HTC’s long standing relationship with the Royal Academy of Arts is founded on the idea that art should be accessible to everyone, for everyone, and that this can only happen if there is a continuous investment in the arts by the population. Artistic endeavour is something that many people wish to do but few are able to afford the space, the equipment and the time it takes to make a regular event happen. The HTC Vive represents a perfect opportunity to create a far live application that bridges the gap between wishing and actually making a difference in an artist’s life. HTC’s VR platform allows art students to explore their ideas in virtual reality. HTC’s goal is to create a platform for creativity that makes the dream a reality for those who are interested, capable and passionate about art.
HTC’s chief marketing officer, Chris Scott, says that the HTC Vive will allow seniors stuck in their homes to have an experience that lets them get up off the sofa to be part of a digital universe. “No longer will seniors stay glued to the television when they could be doing more,” said Scott. “HTC’s innovative virtual reality platform will enable seniors to escape the stale feeling of their living rooms and put themselves in a place where they feel at ease.”
London is not the only location where HTC’s VR solutions will be seen. Senior citizens in the United Kingdom, and across Europe and Asia will also have access to the HTC Vive. The company plans to take the technology to as many locations as possible and is targeting markets including corporate training, business meetings and conferences, as well as art exhibits and design shows. vray is currently being used by some of London’s most prominent museums as a way of educating the public and making virtual reality experiences possible.
Adham Farah, creative director at London based ad agency Cipactel, believes that the HTC Vive will help break down the mental barriers that exist between trainees and their potential employers. “VR headsets such as the HTC Vive will allow companies to put their brand images on the faces of their trainees as they are presented with real life models,” said Farah. “VR is about transforming the user’s mental model of themselves into a virtual representation of their brand.” Virtual reality solutions are the wave of the future, and one that HTC is looking to capitalise on.

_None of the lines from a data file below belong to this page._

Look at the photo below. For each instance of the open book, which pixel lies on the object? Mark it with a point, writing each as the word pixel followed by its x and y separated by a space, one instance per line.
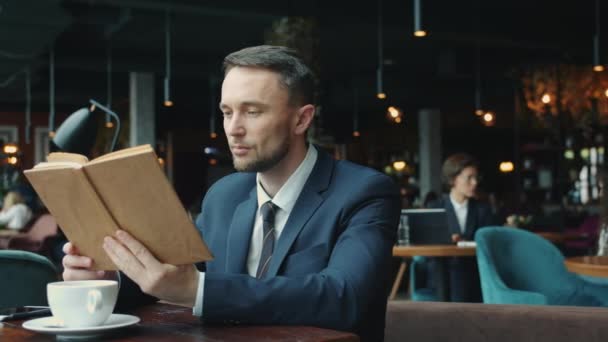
pixel 127 190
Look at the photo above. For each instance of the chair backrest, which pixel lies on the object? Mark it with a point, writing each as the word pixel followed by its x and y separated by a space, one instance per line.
pixel 44 226
pixel 521 260
pixel 23 278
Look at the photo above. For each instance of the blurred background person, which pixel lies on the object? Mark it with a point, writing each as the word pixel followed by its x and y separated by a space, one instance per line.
pixel 15 213
pixel 465 215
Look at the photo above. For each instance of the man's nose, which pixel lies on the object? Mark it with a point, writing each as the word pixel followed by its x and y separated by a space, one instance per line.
pixel 234 125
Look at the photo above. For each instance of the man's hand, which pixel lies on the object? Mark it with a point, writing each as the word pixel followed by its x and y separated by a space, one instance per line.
pixel 175 284
pixel 78 267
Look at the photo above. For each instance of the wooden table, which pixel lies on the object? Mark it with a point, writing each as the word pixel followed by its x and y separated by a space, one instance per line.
pixel 561 237
pixel 164 322
pixel 596 266
pixel 405 252
pixel 9 232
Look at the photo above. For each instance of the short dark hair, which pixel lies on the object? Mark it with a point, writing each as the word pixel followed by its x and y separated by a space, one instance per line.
pixel 296 76
pixel 454 165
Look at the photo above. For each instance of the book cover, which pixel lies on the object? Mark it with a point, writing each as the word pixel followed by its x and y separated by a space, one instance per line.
pixel 127 190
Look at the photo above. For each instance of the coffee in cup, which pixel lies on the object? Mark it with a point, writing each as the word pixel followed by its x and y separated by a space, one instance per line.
pixel 84 303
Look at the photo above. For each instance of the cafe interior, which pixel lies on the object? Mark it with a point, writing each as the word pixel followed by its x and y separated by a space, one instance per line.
pixel 521 86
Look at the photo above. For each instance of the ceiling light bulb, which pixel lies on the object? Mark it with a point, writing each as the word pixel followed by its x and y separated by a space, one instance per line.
pixel 546 99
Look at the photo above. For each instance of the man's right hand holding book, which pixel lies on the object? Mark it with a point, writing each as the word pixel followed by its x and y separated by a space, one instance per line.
pixel 175 284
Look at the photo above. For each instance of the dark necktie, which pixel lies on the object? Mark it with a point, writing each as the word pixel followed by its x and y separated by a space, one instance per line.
pixel 268 211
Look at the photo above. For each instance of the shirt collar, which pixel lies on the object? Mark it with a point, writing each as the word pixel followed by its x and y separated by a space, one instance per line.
pixel 459 206
pixel 287 195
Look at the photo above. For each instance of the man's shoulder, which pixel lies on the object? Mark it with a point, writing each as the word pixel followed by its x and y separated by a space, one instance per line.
pixel 355 175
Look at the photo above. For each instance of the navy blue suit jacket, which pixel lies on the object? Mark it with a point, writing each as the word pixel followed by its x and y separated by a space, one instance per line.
pixel 330 267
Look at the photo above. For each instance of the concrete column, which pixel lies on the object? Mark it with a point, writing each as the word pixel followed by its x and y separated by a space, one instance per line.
pixel 142 114
pixel 429 135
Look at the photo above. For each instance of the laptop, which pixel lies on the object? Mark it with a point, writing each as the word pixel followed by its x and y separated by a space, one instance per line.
pixel 428 226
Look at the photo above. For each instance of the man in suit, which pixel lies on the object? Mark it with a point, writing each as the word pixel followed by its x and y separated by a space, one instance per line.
pixel 465 215
pixel 298 238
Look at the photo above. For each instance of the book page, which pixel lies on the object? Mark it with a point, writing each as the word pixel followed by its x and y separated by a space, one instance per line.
pixel 136 191
pixel 66 157
pixel 123 153
pixel 77 208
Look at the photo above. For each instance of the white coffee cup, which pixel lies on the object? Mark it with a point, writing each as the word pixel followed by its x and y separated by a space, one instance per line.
pixel 84 303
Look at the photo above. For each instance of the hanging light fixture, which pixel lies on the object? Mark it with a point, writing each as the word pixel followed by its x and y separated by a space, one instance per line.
pixel 109 123
pixel 478 109
pixel 52 92
pixel 167 98
pixel 28 104
pixel 597 66
pixel 380 70
pixel 356 132
pixel 213 102
pixel 488 119
pixel 418 31
pixel 394 114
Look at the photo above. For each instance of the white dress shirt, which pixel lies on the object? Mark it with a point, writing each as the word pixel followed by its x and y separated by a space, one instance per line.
pixel 461 210
pixel 285 199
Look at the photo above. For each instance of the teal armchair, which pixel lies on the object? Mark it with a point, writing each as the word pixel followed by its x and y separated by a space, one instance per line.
pixel 23 278
pixel 519 267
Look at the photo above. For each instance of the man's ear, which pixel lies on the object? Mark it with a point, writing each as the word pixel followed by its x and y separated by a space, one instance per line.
pixel 304 118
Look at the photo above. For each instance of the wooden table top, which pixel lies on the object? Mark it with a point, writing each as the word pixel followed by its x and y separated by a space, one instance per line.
pixel 560 237
pixel 596 266
pixel 9 232
pixel 432 251
pixel 164 322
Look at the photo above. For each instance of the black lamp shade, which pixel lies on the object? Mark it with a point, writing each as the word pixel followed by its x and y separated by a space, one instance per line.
pixel 77 133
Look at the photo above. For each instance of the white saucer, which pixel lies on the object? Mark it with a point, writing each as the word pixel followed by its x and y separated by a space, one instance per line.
pixel 50 325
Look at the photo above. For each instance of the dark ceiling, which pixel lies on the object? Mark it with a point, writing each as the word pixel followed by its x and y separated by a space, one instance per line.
pixel 436 71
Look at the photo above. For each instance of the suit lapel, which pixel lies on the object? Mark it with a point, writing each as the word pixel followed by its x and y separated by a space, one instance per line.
pixel 306 205
pixel 453 224
pixel 239 234
pixel 471 219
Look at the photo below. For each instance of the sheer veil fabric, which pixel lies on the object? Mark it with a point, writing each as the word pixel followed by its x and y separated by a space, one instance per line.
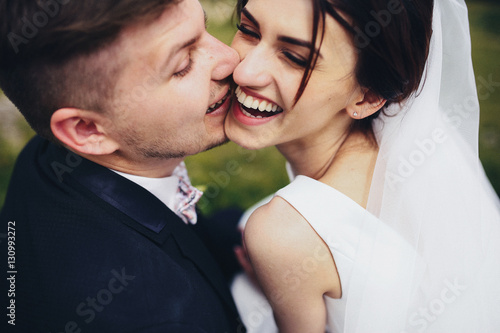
pixel 430 188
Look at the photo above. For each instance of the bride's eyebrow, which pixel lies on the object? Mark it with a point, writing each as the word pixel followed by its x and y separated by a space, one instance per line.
pixel 250 17
pixel 298 42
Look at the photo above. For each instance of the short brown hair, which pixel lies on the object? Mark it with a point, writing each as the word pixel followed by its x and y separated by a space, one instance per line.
pixel 392 40
pixel 50 50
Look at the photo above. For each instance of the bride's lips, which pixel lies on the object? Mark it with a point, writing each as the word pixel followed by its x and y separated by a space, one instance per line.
pixel 212 109
pixel 251 109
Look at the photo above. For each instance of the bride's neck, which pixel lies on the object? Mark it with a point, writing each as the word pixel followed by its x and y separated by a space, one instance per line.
pixel 312 159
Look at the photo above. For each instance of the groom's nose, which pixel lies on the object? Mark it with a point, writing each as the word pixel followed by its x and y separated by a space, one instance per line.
pixel 225 58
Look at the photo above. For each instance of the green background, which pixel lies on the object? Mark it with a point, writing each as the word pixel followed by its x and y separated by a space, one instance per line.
pixel 233 177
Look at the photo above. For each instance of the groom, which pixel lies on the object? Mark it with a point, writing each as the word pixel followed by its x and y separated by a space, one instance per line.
pixel 100 212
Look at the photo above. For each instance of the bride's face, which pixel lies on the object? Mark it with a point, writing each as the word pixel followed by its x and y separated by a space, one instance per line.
pixel 273 43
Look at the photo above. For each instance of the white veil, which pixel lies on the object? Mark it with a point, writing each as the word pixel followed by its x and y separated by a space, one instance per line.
pixel 433 264
pixel 430 188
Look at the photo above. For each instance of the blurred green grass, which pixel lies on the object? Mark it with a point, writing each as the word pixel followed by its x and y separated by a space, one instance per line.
pixel 233 177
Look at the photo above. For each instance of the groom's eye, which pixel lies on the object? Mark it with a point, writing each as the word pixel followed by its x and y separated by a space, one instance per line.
pixel 247 31
pixel 186 66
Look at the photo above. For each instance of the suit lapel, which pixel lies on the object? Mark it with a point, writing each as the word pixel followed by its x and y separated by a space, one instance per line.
pixel 154 220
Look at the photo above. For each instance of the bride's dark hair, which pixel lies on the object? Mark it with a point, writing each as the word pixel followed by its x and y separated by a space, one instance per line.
pixel 392 41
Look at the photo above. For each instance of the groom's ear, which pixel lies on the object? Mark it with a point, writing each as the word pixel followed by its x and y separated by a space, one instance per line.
pixel 83 131
pixel 367 103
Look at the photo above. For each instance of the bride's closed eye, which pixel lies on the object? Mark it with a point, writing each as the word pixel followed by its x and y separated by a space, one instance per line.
pixel 297 61
pixel 245 30
pixel 249 33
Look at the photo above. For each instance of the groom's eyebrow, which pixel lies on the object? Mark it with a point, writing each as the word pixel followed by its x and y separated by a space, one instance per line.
pixel 250 17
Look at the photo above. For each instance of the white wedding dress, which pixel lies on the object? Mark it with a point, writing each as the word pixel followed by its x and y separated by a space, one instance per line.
pixel 348 230
pixel 425 254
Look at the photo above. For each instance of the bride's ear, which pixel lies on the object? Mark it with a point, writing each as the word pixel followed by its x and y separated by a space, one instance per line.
pixel 83 131
pixel 366 104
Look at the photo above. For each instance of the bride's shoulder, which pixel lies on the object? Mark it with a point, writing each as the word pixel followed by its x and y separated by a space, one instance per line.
pixel 276 223
pixel 279 241
pixel 278 235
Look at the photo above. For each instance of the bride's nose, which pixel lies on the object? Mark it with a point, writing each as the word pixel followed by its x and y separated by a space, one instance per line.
pixel 255 69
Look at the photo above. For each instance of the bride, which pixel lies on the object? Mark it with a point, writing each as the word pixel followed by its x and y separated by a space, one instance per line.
pixel 389 223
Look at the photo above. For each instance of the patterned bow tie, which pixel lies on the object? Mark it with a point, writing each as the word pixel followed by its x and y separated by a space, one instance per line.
pixel 186 197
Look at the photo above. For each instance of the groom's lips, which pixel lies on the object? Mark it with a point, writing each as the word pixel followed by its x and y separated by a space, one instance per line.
pixel 217 105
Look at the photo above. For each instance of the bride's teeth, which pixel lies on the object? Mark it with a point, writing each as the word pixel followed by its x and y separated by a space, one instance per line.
pixel 253 103
pixel 248 102
pixel 262 106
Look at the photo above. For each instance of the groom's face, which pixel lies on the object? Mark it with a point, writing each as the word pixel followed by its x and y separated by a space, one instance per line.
pixel 170 98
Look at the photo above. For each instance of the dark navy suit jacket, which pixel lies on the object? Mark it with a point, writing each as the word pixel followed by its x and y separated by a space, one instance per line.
pixel 95 252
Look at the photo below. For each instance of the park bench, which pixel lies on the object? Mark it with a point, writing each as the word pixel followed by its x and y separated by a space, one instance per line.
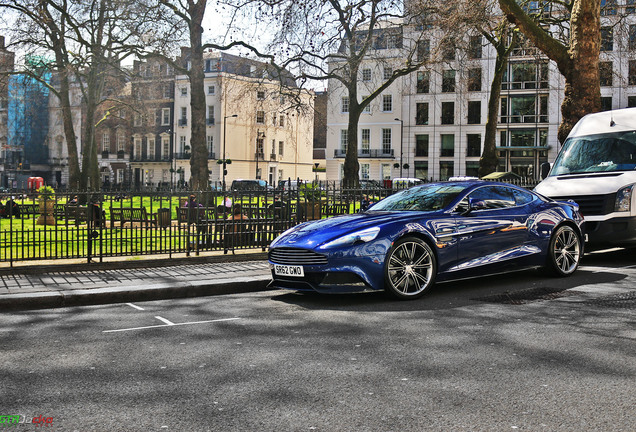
pixel 335 209
pixel 132 215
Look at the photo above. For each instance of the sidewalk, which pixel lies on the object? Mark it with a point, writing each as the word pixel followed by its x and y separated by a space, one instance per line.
pixel 73 283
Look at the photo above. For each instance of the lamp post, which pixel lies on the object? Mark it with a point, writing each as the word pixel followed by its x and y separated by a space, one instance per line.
pixel 224 161
pixel 401 142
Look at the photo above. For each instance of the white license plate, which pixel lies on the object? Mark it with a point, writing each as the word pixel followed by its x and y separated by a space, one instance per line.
pixel 283 270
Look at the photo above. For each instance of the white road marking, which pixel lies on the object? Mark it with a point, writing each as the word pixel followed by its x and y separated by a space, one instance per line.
pixel 169 325
pixel 164 320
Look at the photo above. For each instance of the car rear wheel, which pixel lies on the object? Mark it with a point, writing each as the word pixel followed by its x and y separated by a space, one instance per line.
pixel 565 251
pixel 410 268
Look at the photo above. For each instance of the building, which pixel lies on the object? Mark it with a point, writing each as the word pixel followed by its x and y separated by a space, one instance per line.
pixel 256 119
pixel 431 123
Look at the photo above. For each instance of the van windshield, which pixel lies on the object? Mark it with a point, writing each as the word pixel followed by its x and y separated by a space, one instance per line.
pixel 597 153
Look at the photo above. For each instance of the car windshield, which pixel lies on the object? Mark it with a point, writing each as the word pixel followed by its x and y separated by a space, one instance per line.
pixel 421 198
pixel 597 153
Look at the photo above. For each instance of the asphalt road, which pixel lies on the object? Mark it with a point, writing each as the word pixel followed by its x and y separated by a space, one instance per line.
pixel 514 352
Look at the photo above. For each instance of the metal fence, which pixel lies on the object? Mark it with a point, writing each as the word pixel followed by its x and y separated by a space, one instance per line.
pixel 95 225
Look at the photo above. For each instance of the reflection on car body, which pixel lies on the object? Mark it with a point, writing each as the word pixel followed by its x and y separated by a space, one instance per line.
pixel 438 231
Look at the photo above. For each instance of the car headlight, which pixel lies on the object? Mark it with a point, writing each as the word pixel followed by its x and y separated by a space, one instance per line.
pixel 624 198
pixel 366 235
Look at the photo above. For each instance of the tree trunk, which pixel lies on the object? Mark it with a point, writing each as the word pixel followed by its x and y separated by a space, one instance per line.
pixel 199 156
pixel 489 160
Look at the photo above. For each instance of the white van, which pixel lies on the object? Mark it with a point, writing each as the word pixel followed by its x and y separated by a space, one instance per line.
pixel 596 168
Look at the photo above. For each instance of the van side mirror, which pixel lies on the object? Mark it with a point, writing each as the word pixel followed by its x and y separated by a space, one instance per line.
pixel 545 170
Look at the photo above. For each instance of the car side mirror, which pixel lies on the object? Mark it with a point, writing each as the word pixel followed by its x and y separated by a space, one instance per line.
pixel 545 170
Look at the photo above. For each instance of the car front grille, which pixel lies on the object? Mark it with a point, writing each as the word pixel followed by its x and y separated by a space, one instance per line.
pixel 592 205
pixel 294 256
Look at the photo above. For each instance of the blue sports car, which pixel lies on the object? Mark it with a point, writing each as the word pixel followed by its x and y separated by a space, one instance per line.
pixel 438 231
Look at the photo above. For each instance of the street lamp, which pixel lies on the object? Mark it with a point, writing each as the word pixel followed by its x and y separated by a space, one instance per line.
pixel 225 161
pixel 401 142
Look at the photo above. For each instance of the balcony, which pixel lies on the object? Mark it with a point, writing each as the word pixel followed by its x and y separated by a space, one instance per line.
pixel 370 153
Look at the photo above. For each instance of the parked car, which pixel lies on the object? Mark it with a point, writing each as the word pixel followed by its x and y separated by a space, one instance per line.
pixel 596 168
pixel 438 231
pixel 250 185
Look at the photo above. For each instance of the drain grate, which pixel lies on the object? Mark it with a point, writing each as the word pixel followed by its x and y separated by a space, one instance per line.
pixel 527 295
pixel 624 301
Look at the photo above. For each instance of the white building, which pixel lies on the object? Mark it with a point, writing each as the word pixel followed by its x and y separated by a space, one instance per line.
pixel 431 123
pixel 263 127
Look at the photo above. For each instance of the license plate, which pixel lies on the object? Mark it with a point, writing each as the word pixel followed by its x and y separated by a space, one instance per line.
pixel 284 270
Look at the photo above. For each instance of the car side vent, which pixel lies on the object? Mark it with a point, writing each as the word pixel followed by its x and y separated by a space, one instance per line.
pixel 294 256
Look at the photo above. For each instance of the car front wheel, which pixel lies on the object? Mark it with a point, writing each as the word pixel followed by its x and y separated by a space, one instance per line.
pixel 565 251
pixel 410 268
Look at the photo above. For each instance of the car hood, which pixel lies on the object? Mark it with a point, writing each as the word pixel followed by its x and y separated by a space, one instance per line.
pixel 315 233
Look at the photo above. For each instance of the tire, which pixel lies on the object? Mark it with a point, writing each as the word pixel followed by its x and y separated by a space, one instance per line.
pixel 409 269
pixel 565 251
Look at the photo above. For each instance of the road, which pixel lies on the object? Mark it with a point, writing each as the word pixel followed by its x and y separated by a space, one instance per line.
pixel 457 359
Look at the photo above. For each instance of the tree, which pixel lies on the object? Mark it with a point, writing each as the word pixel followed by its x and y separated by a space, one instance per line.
pixel 577 58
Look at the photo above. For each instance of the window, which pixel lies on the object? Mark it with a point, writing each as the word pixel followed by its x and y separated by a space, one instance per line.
pixel 344 104
pixel 365 136
pixel 605 72
pixel 473 145
pixel 446 170
pixel 387 72
pixel 421 169
pixel 367 108
pixel 364 171
pixel 386 141
pixel 448 145
pixel 105 141
pixel 137 148
pixel 472 168
pixel 474 79
pixel 387 103
pixel 448 112
pixel 210 143
pixel 165 116
pixel 344 140
pixel 121 142
pixel 448 81
pixel 423 81
pixel 606 103
pixel 607 39
pixel 421 146
pixel 421 113
pixel 474 112
pixel 474 47
pixel 151 148
pixel 423 49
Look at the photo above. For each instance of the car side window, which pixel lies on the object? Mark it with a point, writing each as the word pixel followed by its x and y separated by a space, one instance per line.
pixel 522 197
pixel 493 197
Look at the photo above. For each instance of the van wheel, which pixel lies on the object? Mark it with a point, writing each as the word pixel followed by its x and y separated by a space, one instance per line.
pixel 565 251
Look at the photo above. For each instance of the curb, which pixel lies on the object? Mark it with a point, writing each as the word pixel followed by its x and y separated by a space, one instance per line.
pixel 85 297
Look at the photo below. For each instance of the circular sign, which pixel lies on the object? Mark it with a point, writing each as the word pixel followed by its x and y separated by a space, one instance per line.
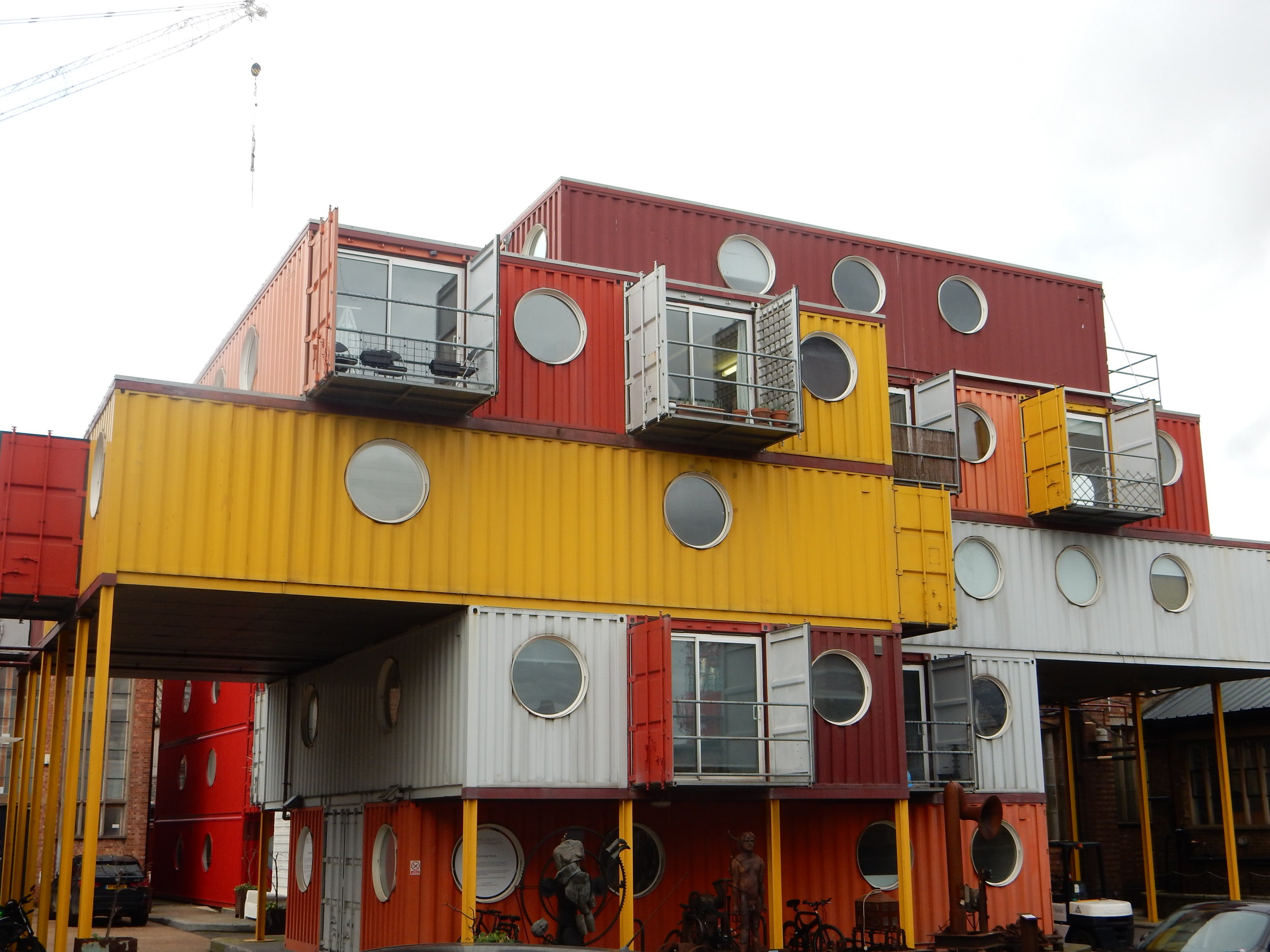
pixel 499 862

For HTC, the biggest advantage to using VR technology is the ability it has to make long term investments in its clients’ intellectual property. HTC has invested in studios in New York and Los Angeles where it continues to create cutting edge digital design solutions. If you ask HTC what is it about virtual reality and digital signage that makes it so appealing to the art world? The answer, according to HTC, is simple: the ability for virtual objects to elicit emotional responses. HTC believes that art school students and other professionals will find that there is no better way of learning visually than by experiencing an original creation in front of them. A virtual reality platform such as the HTC Vive is designed to make that experience possible for the first time.